# Python Regular Expression

The `re` package contains implementation of regex operations

Regex are string operation given a pattern consisting a string or some constants for dynamical pattern matching

In [1]:
import re

Regex special characters

- `.`: Every character except newline
- `^`: Begining of the string
- `*`: Repetitions
- `?`: 0 or 1 occurence
- `+`: Not null repetitions
- `{x}`: Matches x times
- `{x, y}`: Matches between x and y times
- `[]`: Group of characters
- `|`: Or
- `\d`: Decimal characters
- `\D`: Anything but Decimals
- `\s`: Space, Tabline, Newlines (CR/LF) characters
- `\S`: Anything but those from `\s`
- `\w`: Alpha-numerical characters and '_'
- `\W`: Anything but those from `\w`
- `\`: Escape
- `[^...]` Group of Not these characters
- `()` Grouping
- `[...-...]` interval of a group of character

Usage:

- `re.compile(regex_pattern, flags)` compiles a regex into binary
- `re.match` is used if given string matches the regex

In [2]:
# Regex of a valid Romanian phone number
r = re.compile("07[0-9]{8}")
if r.match("0740123456"):
    print("Valid phone number")

Valid phone number


Examples of regex and what they mean:

- `\w+\s+\w+`: Words with length greater than 1, Breaks with length greater than 1, words with length greater than 1
- `^\w+\s+\w+$`: Exactly the first one
- `[0-9]{1,3}\.[0-9]{1,3}\.[0-9]{1,3}\.[0-9]{1,3}`: 4 numbers exactly of length between 1 and 3, separated by dot
- `([0-9]{1,3}\.){3}[0-9]{1,3}`: Same as above
- `^((([0-9])|([1-9][0-9])|(1[0-9]{2})|(2[0-4][0-
9])|(25[0-5]))\.){3}(([0-9])|([1-9][0-9])|(1[0-
9]{2})|(2[0-4][0-9])|(25[0-5]))$`: IP addresses
- `[12]\d{12}`: Valid Romanian ID (Not exactly, there are no conditions for date of birth and county/city/town/comunee/sector/vilage code)
- `0x[0-9a-fA-F]+`: valid hex number (With inconsistent capitalizations)
- `(if|then|else|while|continue|break)`: Groupings of valid programming keywords

`re.match` returns if there is a substring matching the regex and ends, otherwise nothing. Except those that regex has `$` symbol

In [5]:
if re.match("\d+","123 USD"):
    print ("Match")

if re.match("\d+","Price is 123 USD"):
    print ("Match")

if not re.match("\d+$","123 USD"):
    print ("NO Match")

Match
NO Match


  if re.match("\d+","123 USD"):
  if re.match("\d+","Price is 123 USD"):
  if not re.match("\d+$","123 USD"):


`search` stops if a match is found

The object that returns from search or match is a match object. Is always evaluated as true if the search does not find any match. None if is false. This object has the following members:

- `group(index)` Substring that is specific group. 0 means the entire substring
- `lastindex`

In [6]:
result = re.search("\d+","Price is 123 USD")
if result:
    print (result.group(0))

123


  result = re.search("\d+","Price is 123 USD")
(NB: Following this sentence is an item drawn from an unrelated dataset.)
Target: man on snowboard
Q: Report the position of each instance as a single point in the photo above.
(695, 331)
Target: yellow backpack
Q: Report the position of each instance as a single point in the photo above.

For operations like `*` and `+` they can be preceded by `?`. This will specify a NON greedy behaviour

In [3]:
result = re.search(".*(\d+)", "File size if 12345 bytes")
if result:
    print (result.group(1))

result = re.search(".*?(\d+)", "File size if 12345 bytes")
if result:
    print (result.group(1))

5
12345


  result = re.search(".*(\d+)", "File size if 12345 bytes")
  result = re.search(".*?(\d+)", "File size if 12345 bytes")


`()` us used to delimit a SPECIFIC sequence of substring withing the regex pattern

In [8]:
result = re.search("(\d+)[^\d]*(\d+)","Price is 123 USD aprox 110 EUR")
if result:
    print (result.lastindex)
    for i in range(0,result.lastindex+1):
        print (i, "=>", result.group(i))

2
0 => 123 USD aprox 110
1 => 123
2 => 110


  result = re.search("(\d+)[^\d]*(\d+)","Price is 123 USD aprox 110 EUR")


In [9]:
import re
result = re.search("((\d+),(\d+))[^\d]*(\d+)","Color from pixel 20,30 is 123")

if result:
    print (result.lastindex)
    for i in range(0,result.lastindex+1):
        print (i, "=>", result.group(i))

4
0 => 20,30 is 123
1 => 20,30
2 => 20
3 => 30
4 => 123


  result = re.search("((\d+),(\d+))[^\d]*(\d+)","Color from pixel 20,30 is 123")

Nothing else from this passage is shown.